Avoir un père spirituel ?
Benoît XVI t'y encourage !
« Je voudrais dire que l'invitation à avoir recours aux conseils d'un bon père spirituel, capable d'accompagner chacun dans la connaissance profonde de soi, et de le conduire à l'union avec le Seigneur, afin que son existence se conforme toujours plus à l'Evangile, demeure valable pour tous, prêtres, personnes consacrées et laïcs, et en particulier les jeunes ».
« Pour aller vers le Seigneur, nous avons toujours besoin d'un guide, d'un dialogue. Nous ne pouvons pas le faire seulement avec nos réflexions ». (Audience générale à Rome du Mercredi 16 septembre 2009).
Tous les grands saint en ont eu un, même le champagne ... Dom Pérignon ! On blague, mais pour le discernement d'une vocation, c'est indispensable. La Communauté de l'Emmanuel peut t'en proposer un (pour les hommes de 18 à 25 ans). Il suffit de le demander à : perespi[at]emmanuel.info
Tu peux contacter le Père Paul, qui te proposera un père spi proche de ton domicile : ICI.
Il est en effet important de se faire aider par un prêtre: Nous avons un certain degré de connaissance de nous-mêmes, mais pour être sûrs de ne pas s'être trompés, nous avons besoin de l'objectivité d'une personne extérieure. Il nous faut déverser nos pensées et nos expériences à quelqu'un d'autre, quelqu'un en qui nous avons confiance.
Un modèle pour les pères spi.
Benoît XVI a rappelé, dans sa catéchèse du mercredi 30 juin 2010, l'importance de la direction spirituelle, "qui aide à comprendre ce que Dieu attend de nous" en proposant aux prêtres un autre modèle et intercesseur : l'Italien saint Joseph Cafasso, qui fut formateur de prêtres et qui fut pendant 25 ans le directeur spirituel de saint Jean Bosco.
Saint Joseph Cafasso a vécu au XIXe siècle. Il était originaire du nord de l'Italie. Il fréquenta l' « Internat ecclésiastique saint François d'Assise » à Turin, dont il devint le recteur. Il ne s'agissait pas seulement d'une « école de théologie morale, où les jeunes prêtres, provenant surtout de la campagne, apprenaient à confesser et à prêcher, mais il s'agissait également d'une véritable école de vie sacerdotale », a expliqué le pape.

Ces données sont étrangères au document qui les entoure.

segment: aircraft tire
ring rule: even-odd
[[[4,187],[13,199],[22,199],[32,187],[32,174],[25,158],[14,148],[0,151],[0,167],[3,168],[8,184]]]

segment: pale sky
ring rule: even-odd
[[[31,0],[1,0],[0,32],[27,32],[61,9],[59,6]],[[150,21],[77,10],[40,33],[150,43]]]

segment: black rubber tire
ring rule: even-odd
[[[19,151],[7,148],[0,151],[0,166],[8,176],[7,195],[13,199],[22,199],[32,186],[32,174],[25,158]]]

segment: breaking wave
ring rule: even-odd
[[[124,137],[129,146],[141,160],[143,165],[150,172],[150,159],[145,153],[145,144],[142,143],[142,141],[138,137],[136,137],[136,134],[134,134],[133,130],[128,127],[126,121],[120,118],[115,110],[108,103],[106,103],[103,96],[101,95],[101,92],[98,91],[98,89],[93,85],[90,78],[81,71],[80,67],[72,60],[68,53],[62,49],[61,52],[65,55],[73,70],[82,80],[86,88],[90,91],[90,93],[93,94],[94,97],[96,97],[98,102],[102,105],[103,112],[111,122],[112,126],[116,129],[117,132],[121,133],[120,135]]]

« Tous les choix fondamentaux de la vie de saint Jean Bosco eurent comme conseiller et guide saint Joseph Cafasso », a commenté le pape, mais « Joseph Cafasso ne tenta jamais de former en don Bosco un disciple 'à son image et ressemblance' et don Bosco ne copia pas Joseph Cafasso : il l'imita assurément dans les vertus humaines et sacerdotales - le définissant un 'modèle de vie sacerdotale' - , mais en suivant ses propres inclinations personnelles et sa vocation particulière ».
Ceci est pour le pape « un signe de la sagesse du maître spirituel et de l'intelligence du disciple : le premier ne s'imposa pas au second, mais le respecta dans sa personnalité et il l'aida à lire quelle était la volonté de Dieu pour lui ».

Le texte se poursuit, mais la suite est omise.